Export.table.toDrive({
  collection:mappedReduction,
  description:'mappedReduction',
  fileFormat:'CSV'
})

What gives? Yes, this is a whole lot of pixels – but we're here (maybe learning JavaScript) on the promise of 'planetary scale analysis'. So how can we run planetary-scale analyses in a way that jives with the resources the wonderful folks are Google are able to make available? I (newbie) think answering the following sub-questions might help:

  • Can the calculation task (ee.Reducer.sum()) broken up or slowed down
    to allow the computation to succeed? [edit] I think this merits it's
    own question, so have opened one here. If the script in this question fails because some features are just too big, the problem
    can be overcome by using larger scale feature collection (but do see
    that question – EE appears to choke on features of a reasonable size
    for 'planetary analysis')
  • If we use the bestEffort or tileScale parameters in the call to
    reduceRegion, how can we make the result (and any resulting
    trade-off in accuracy) verbose? I've played with both (no
    luck), but can't see what's going on … or where they fail.
  • Can export be told to create a separate output file for each
    feature, so we can see the progress of a multi-hour operation
    (and see if it fails on a specific feature)?

Related-but-not-useful questions have been asked

  • here (OP asked about memory limits when mapping over a large feature collection and was directed to seek help in a closed google group)
  • here (OP asked basically the same question; it has been ignored)
  • here (OP wanted to use reduce region on a feature collection
    where memory / time limits were a risk – neither issue arose, and no
    workarounds are provided)
  • here (OP wanted to filter and sort an image collection for an arbitrary (and large) number of vector geometries, and export the
    result. The discussion appears to show how to set up such a script,
    but doesn't address memory or computation time limits)
  • here (OP mapped a reducer over a feature collection, but did not discuss memory or time limits)
  • here (OP is using the python API and iterating with a for() loop; memory or time limits don't come up).
  • and here (OP is iterating over years in the same example dataset used in this question; memory and time limits don't come up)

Best Answer

The primary problem you're encountering is that the Large Scale International Boundary table contains several very complex polygons and those complex polygons take a long time to reproject (e.g.: the Canada polygon contains 193k vertices).
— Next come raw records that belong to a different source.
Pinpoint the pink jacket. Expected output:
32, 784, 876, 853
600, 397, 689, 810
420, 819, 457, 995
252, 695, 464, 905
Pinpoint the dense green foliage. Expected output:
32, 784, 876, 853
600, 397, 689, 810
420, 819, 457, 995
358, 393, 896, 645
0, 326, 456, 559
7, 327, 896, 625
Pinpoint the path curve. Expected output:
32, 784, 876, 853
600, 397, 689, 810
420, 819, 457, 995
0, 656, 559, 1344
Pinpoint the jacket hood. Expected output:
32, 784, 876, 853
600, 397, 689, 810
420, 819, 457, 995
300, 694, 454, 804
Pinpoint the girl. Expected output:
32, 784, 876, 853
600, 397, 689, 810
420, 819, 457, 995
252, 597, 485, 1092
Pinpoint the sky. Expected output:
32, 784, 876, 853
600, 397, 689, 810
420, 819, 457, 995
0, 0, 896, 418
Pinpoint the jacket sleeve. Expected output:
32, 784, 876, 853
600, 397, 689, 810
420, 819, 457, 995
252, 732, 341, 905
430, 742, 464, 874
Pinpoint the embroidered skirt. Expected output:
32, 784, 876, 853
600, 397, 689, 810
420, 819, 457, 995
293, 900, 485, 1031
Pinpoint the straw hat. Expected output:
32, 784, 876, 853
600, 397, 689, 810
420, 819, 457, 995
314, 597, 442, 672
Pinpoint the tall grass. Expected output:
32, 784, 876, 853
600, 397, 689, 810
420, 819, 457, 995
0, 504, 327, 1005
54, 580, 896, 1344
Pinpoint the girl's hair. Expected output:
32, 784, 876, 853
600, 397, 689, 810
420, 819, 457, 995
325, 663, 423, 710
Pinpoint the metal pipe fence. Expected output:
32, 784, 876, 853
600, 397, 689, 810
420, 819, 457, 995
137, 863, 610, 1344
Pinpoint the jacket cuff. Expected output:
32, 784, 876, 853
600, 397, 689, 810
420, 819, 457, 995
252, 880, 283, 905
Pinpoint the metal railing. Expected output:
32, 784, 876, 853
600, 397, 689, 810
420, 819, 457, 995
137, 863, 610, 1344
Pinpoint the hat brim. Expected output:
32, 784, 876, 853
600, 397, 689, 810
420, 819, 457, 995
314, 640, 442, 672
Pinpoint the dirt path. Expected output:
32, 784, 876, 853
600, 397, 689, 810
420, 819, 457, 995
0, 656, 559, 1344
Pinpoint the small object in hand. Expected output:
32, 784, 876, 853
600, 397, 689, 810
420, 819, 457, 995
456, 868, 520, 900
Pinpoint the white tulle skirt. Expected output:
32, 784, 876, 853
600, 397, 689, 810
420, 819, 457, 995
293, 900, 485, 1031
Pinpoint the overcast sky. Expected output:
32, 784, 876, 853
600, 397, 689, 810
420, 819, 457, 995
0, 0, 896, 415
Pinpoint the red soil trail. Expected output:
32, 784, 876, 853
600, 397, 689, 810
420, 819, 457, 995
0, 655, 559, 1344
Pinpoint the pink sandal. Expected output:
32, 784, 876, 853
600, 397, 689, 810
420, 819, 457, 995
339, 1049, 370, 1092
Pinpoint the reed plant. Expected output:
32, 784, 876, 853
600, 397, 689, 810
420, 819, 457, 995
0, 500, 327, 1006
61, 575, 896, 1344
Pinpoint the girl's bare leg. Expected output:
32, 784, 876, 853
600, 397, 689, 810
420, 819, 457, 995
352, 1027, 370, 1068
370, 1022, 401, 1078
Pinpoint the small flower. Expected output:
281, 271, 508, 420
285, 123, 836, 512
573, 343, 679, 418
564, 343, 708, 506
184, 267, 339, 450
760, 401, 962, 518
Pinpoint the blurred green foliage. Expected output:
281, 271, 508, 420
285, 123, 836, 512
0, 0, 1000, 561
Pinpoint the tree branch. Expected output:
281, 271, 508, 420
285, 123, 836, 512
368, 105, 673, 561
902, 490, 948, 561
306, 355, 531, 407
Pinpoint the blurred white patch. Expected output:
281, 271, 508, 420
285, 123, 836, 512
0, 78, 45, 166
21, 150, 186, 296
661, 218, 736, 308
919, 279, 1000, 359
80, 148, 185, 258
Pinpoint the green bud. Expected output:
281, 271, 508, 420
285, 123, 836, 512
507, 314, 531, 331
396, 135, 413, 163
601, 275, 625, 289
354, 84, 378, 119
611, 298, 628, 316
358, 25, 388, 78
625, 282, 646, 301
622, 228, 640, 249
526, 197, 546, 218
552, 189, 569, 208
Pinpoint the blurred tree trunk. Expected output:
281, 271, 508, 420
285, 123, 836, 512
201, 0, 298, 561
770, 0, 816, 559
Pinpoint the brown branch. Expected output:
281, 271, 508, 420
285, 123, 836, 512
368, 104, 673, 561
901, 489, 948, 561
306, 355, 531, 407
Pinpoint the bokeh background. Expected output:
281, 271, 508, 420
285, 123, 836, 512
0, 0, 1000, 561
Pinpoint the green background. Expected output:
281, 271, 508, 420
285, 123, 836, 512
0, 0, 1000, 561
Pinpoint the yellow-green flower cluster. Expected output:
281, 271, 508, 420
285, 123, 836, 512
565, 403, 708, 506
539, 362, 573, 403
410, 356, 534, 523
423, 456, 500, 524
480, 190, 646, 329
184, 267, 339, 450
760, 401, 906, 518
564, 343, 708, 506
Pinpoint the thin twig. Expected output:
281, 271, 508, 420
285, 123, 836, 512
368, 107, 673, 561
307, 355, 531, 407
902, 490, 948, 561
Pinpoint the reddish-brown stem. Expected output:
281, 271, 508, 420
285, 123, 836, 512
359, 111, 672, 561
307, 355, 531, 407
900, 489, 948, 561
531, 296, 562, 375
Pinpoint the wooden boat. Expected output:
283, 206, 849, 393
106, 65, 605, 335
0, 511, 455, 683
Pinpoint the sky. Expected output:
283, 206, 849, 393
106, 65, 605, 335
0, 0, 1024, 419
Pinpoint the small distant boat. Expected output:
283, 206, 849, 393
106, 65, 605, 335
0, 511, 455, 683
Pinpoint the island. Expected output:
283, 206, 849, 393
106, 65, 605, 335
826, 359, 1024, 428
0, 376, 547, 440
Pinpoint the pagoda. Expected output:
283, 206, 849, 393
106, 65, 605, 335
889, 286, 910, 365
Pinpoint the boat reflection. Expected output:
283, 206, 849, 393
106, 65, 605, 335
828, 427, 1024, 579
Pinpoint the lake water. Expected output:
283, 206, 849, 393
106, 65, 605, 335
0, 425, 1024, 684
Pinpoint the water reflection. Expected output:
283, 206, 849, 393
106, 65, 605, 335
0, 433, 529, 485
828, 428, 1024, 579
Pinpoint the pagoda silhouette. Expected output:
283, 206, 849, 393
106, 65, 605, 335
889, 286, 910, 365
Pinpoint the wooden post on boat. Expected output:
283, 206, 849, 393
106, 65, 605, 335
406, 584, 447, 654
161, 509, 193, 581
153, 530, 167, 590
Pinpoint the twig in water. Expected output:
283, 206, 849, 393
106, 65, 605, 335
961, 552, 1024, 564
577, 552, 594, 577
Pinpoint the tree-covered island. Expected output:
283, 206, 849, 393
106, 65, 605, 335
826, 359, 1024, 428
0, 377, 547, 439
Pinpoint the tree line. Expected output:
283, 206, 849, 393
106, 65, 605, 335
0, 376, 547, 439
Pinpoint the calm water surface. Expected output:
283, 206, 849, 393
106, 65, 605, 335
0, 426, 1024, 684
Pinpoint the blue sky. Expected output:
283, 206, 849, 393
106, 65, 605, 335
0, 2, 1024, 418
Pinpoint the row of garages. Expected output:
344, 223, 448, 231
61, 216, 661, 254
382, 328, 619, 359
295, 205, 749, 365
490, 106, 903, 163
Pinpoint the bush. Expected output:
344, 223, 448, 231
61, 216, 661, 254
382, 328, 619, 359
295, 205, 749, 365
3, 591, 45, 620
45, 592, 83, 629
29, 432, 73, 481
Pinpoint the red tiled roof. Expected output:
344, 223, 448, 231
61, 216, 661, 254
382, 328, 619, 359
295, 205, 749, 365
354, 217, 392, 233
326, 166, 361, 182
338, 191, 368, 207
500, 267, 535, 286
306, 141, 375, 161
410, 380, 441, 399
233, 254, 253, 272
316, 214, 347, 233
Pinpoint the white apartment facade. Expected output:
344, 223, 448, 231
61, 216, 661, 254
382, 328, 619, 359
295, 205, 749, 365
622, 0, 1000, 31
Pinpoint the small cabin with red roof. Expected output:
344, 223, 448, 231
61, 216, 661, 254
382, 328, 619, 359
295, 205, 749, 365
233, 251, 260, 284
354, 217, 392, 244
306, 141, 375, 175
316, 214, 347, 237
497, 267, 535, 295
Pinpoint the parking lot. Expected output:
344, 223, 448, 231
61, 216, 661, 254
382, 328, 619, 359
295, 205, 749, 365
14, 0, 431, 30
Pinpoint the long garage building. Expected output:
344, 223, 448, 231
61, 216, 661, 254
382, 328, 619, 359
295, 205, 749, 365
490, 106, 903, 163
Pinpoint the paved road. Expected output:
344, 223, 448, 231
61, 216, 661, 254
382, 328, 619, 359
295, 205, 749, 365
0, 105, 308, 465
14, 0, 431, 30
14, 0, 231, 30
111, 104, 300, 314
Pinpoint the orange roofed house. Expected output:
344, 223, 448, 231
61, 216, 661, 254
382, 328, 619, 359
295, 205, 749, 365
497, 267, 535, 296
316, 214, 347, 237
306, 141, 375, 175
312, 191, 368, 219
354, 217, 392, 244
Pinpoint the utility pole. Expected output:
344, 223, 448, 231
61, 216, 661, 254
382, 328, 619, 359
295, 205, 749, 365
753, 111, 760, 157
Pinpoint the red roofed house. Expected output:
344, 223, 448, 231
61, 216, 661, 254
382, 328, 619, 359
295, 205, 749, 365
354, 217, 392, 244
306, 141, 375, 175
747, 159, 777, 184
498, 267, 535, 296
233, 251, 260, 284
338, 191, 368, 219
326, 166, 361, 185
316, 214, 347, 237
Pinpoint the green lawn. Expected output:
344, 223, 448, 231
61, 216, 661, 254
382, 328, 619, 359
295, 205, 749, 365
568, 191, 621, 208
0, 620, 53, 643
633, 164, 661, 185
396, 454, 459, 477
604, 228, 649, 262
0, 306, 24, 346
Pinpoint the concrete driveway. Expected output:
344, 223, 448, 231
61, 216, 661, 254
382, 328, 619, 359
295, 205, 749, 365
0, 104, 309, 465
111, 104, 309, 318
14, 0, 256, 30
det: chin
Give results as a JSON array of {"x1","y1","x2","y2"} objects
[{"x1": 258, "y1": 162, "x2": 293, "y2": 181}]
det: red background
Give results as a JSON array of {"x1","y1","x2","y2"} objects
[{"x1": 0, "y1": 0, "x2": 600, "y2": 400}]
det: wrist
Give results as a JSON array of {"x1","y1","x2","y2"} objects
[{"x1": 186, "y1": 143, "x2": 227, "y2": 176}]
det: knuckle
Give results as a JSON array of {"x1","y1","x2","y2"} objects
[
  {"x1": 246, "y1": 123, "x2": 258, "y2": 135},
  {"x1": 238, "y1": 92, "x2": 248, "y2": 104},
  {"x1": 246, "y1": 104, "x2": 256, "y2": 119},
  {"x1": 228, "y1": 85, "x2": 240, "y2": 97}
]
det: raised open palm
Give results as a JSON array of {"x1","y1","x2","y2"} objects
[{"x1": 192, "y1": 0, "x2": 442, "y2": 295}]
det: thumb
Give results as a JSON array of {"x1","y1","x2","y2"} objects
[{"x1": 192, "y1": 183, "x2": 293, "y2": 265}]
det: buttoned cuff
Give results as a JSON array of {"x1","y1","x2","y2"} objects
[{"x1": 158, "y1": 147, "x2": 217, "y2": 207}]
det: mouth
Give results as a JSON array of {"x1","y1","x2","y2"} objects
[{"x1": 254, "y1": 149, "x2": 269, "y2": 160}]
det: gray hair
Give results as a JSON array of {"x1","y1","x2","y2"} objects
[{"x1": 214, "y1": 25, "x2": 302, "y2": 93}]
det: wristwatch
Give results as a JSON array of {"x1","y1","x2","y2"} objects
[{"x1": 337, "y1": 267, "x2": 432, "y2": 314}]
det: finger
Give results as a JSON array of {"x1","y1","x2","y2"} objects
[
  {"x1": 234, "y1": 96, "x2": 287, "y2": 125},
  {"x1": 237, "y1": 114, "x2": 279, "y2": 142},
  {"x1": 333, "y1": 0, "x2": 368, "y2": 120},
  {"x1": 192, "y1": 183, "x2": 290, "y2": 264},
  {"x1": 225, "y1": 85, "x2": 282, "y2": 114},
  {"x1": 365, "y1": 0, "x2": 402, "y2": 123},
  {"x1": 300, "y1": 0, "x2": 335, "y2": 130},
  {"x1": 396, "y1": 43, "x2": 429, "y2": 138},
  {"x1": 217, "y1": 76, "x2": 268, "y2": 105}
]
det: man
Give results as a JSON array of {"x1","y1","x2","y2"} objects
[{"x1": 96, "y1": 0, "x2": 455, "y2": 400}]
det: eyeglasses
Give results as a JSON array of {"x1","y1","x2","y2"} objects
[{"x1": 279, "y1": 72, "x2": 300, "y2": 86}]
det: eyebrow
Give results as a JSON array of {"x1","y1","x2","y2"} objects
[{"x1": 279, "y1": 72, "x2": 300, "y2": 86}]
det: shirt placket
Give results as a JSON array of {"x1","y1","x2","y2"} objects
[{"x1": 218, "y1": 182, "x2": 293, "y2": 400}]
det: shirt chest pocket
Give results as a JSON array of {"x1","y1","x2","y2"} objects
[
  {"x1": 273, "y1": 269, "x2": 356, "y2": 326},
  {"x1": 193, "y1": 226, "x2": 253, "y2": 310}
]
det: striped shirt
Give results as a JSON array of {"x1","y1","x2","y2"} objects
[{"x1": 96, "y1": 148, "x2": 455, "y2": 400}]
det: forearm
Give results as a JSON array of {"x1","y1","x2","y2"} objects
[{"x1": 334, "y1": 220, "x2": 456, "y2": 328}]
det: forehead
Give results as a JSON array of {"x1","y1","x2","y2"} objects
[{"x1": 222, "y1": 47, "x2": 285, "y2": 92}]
That's compounded by the fact that the reprojection is repeated for every tile that's processed, so even though the reduceRegion(s) doesn't fail, it can take a (very) long time to complete due to the extra overhead added to every tile.

For extremely long aggregations like this, the mapped reduceRegion is better because each feature that's processed gets cached, so if you end up having to restart, the intermediate values aren't lost.